Put simply, MQTT is an open protocol that allows embedded systems to exchange data and talk to each other. First developed in the late 90s by IBM and Eurotech, MQTT is already used in a wide variety of embedded systems, including medical devices in hospitals (including pacemakers) and oil pipeline monitoring systems.
"MQTT is well suited to underpin the world of M2M/IoT and mobile applications where resources such as bandwidth and battery power are at a premium. It is an extremely lightweight, simple yet reliable protocol, designed for use where small code footprints are often advantageous," said Richard Coppen of IBM, co-chair of the new OASIS MQTT Technical Committee.
OASIS intends to make MQTT the standard messaging protocol for embedded systems, which the fabled “Internet of Things” is going to need to really take off, reports Network World Asia:
"One of the big challenges for right now is that there is not a clear open standard" for message communication with embedded systems, said Mike Riegel, an IBM vice president of mobile and application integration middleware. "We know historically that unless you get to an open standard like this, it is not possible to drive the breakthroughs that are needed."
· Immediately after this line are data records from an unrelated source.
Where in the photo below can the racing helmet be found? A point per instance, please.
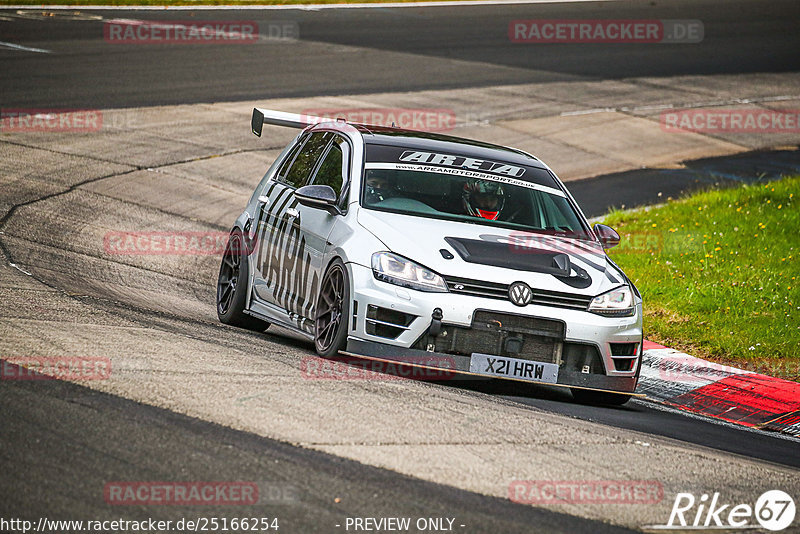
(379, 185)
(483, 198)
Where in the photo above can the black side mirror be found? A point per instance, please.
(608, 237)
(318, 196)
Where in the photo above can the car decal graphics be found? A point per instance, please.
(462, 162)
(467, 173)
(284, 261)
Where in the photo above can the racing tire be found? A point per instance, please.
(587, 396)
(333, 309)
(232, 286)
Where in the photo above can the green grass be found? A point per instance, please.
(719, 273)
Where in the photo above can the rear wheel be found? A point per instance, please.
(232, 286)
(333, 304)
(587, 396)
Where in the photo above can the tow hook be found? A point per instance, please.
(435, 329)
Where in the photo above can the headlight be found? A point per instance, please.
(615, 303)
(397, 270)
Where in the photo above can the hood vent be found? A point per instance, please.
(501, 255)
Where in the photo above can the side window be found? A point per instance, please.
(306, 159)
(284, 159)
(287, 163)
(332, 170)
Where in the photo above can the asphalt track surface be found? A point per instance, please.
(308, 491)
(357, 51)
(60, 441)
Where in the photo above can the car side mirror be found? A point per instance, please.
(318, 196)
(608, 237)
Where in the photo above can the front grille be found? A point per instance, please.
(383, 322)
(624, 349)
(502, 334)
(494, 290)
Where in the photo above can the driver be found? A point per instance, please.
(379, 186)
(482, 198)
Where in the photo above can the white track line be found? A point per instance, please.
(306, 7)
(25, 48)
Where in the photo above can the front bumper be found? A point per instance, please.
(396, 324)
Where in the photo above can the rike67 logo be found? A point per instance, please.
(774, 510)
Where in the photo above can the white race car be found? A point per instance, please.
(435, 252)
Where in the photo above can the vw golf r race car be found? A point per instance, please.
(435, 252)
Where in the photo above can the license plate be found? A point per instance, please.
(486, 364)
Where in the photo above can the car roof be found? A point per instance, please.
(378, 135)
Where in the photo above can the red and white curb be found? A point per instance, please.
(734, 395)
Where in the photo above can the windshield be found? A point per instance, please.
(456, 194)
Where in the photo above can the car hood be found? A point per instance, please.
(492, 254)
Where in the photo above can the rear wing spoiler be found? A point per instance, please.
(281, 118)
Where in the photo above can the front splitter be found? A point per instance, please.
(460, 365)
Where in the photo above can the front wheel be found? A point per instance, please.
(232, 286)
(333, 305)
(587, 396)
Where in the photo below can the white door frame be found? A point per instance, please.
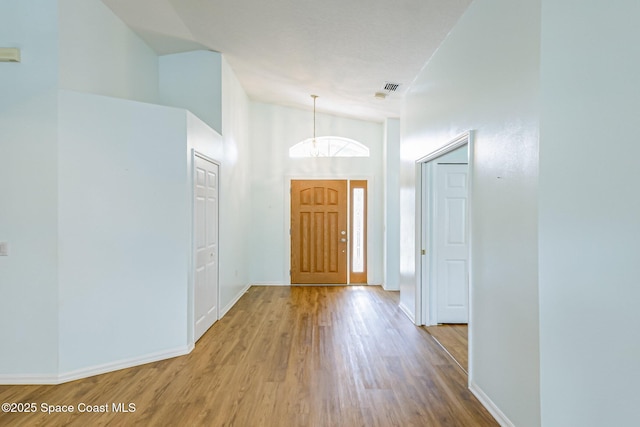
(191, 312)
(424, 309)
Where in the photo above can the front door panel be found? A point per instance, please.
(318, 232)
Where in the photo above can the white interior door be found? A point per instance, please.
(206, 244)
(452, 243)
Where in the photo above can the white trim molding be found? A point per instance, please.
(493, 409)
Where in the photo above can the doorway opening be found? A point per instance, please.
(328, 231)
(444, 236)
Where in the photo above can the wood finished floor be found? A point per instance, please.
(283, 356)
(454, 339)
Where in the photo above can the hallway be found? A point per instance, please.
(283, 356)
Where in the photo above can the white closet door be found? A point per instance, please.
(206, 244)
(452, 243)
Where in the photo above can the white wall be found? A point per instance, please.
(235, 191)
(589, 214)
(193, 80)
(96, 195)
(485, 77)
(391, 174)
(99, 54)
(273, 130)
(28, 190)
(124, 221)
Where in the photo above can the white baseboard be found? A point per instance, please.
(15, 379)
(268, 284)
(94, 370)
(500, 417)
(228, 307)
(408, 312)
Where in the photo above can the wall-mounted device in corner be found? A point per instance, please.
(9, 54)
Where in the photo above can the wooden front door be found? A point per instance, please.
(319, 232)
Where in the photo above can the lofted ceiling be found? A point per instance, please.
(282, 51)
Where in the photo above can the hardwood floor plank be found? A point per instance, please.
(283, 356)
(454, 339)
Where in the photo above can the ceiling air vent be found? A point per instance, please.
(390, 86)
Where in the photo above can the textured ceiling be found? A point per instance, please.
(282, 51)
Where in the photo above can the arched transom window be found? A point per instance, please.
(329, 146)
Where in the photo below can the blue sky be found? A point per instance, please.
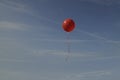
(33, 43)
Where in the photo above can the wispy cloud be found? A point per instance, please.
(99, 38)
(89, 75)
(104, 2)
(6, 25)
(58, 53)
(13, 5)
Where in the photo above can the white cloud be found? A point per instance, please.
(104, 2)
(88, 75)
(13, 5)
(5, 25)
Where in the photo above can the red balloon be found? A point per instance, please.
(68, 25)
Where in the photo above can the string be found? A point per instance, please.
(68, 47)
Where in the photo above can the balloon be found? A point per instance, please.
(68, 25)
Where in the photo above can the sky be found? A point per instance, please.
(33, 45)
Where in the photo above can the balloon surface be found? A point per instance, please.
(68, 25)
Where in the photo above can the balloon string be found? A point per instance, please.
(68, 47)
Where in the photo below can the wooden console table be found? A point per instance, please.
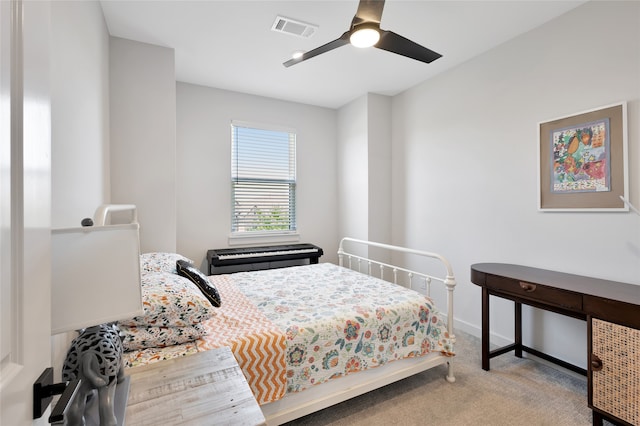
(594, 300)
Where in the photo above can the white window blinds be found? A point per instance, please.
(263, 179)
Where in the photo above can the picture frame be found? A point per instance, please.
(582, 161)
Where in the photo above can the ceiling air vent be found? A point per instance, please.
(293, 27)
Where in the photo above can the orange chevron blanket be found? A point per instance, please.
(258, 345)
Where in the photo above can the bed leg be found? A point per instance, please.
(450, 377)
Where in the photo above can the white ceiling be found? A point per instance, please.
(230, 44)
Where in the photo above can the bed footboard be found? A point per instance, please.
(367, 265)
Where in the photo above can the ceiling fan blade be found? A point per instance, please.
(395, 43)
(368, 11)
(344, 39)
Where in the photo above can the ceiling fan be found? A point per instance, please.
(365, 31)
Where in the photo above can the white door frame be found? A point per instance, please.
(25, 215)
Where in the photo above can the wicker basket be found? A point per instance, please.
(616, 387)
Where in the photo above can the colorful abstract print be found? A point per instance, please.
(338, 321)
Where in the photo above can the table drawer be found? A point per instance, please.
(536, 292)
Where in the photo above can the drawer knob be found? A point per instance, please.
(596, 363)
(527, 287)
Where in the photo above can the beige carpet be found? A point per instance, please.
(515, 392)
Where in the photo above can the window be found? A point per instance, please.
(263, 179)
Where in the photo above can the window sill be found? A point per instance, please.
(265, 238)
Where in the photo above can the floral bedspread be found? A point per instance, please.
(338, 321)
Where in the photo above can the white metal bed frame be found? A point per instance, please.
(295, 405)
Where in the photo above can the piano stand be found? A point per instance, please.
(243, 259)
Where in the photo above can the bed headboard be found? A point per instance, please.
(103, 213)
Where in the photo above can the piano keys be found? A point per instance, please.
(226, 261)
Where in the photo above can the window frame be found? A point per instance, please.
(263, 236)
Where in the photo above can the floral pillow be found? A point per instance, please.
(169, 300)
(142, 337)
(160, 262)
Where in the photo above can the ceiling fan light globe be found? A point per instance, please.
(364, 37)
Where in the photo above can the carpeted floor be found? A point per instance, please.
(515, 392)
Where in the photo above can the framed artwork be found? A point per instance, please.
(582, 161)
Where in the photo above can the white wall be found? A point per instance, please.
(364, 167)
(79, 123)
(80, 111)
(353, 169)
(203, 164)
(143, 134)
(465, 164)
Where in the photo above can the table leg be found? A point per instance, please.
(485, 329)
(518, 329)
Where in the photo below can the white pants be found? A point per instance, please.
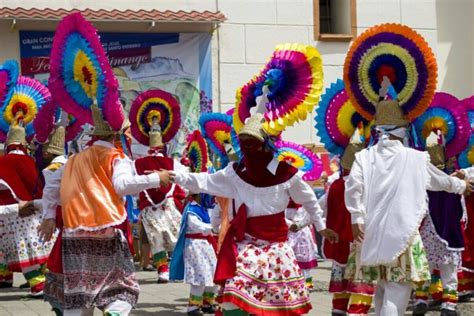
(121, 307)
(391, 298)
(449, 278)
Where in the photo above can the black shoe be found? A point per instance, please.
(420, 309)
(208, 309)
(5, 285)
(448, 312)
(464, 298)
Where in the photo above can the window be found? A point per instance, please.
(334, 20)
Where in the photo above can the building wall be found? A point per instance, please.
(246, 40)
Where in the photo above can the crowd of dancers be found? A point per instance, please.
(235, 209)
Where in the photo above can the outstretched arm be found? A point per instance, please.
(217, 184)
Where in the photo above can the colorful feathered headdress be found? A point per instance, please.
(337, 119)
(466, 157)
(300, 157)
(81, 74)
(154, 107)
(220, 135)
(446, 114)
(399, 53)
(196, 152)
(28, 96)
(8, 78)
(294, 79)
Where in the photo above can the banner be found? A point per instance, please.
(179, 63)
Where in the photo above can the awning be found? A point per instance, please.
(103, 15)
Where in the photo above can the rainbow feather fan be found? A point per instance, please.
(233, 134)
(29, 96)
(217, 130)
(196, 151)
(154, 104)
(336, 119)
(294, 77)
(81, 73)
(44, 122)
(466, 157)
(300, 157)
(8, 77)
(448, 115)
(469, 106)
(399, 53)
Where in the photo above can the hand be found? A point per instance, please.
(166, 176)
(46, 229)
(385, 84)
(26, 208)
(469, 188)
(330, 235)
(324, 177)
(358, 232)
(459, 174)
(293, 228)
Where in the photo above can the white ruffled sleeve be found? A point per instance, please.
(51, 196)
(354, 193)
(9, 210)
(126, 182)
(301, 193)
(218, 184)
(196, 226)
(440, 181)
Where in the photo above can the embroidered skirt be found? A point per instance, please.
(305, 249)
(22, 245)
(436, 249)
(98, 269)
(162, 223)
(268, 280)
(199, 262)
(411, 266)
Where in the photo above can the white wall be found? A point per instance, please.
(174, 5)
(455, 38)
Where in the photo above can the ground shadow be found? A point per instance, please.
(168, 309)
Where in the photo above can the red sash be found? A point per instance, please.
(210, 239)
(19, 172)
(270, 228)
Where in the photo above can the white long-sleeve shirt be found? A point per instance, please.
(386, 191)
(260, 201)
(355, 195)
(196, 226)
(124, 180)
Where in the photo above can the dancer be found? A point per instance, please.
(442, 237)
(95, 220)
(301, 240)
(349, 297)
(194, 258)
(20, 182)
(160, 214)
(391, 251)
(261, 188)
(54, 155)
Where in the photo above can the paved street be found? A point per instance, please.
(168, 299)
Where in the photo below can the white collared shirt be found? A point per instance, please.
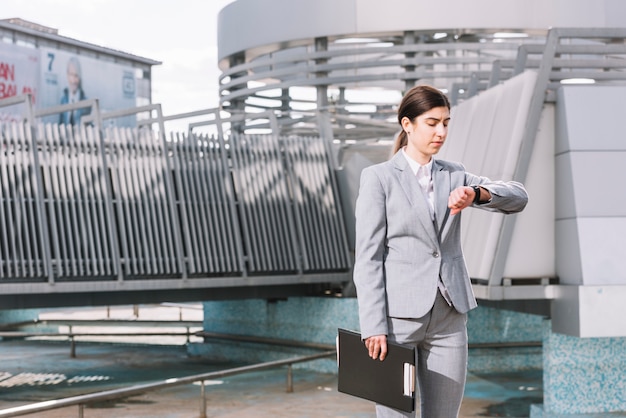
(425, 179)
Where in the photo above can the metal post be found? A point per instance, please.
(202, 400)
(289, 378)
(72, 344)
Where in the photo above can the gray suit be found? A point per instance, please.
(400, 253)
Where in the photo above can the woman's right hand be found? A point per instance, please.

Riegel says that MQTT could “set the stage for bringing online billions of low-cost, embedded data-collecting telemetry devices” in same way that HTTP enabled information sharing in the form of the World Wide Web.
The new OASIS MQTT Technical Committee – which includes reps Cisco, IBM, Red Hat, Software AG and Tibco – aims to enable MQTT to work with more networks, devices and apps.
"At OASIS, we’ll be addressing IoT data flow challenges and other issues that have been identified by the community," says committee co-chair Raphael Cohn. "We'll broaden the range of enterprise solutions by enabling integration with business applications and expanding connectivity to different types of networks and remote devices."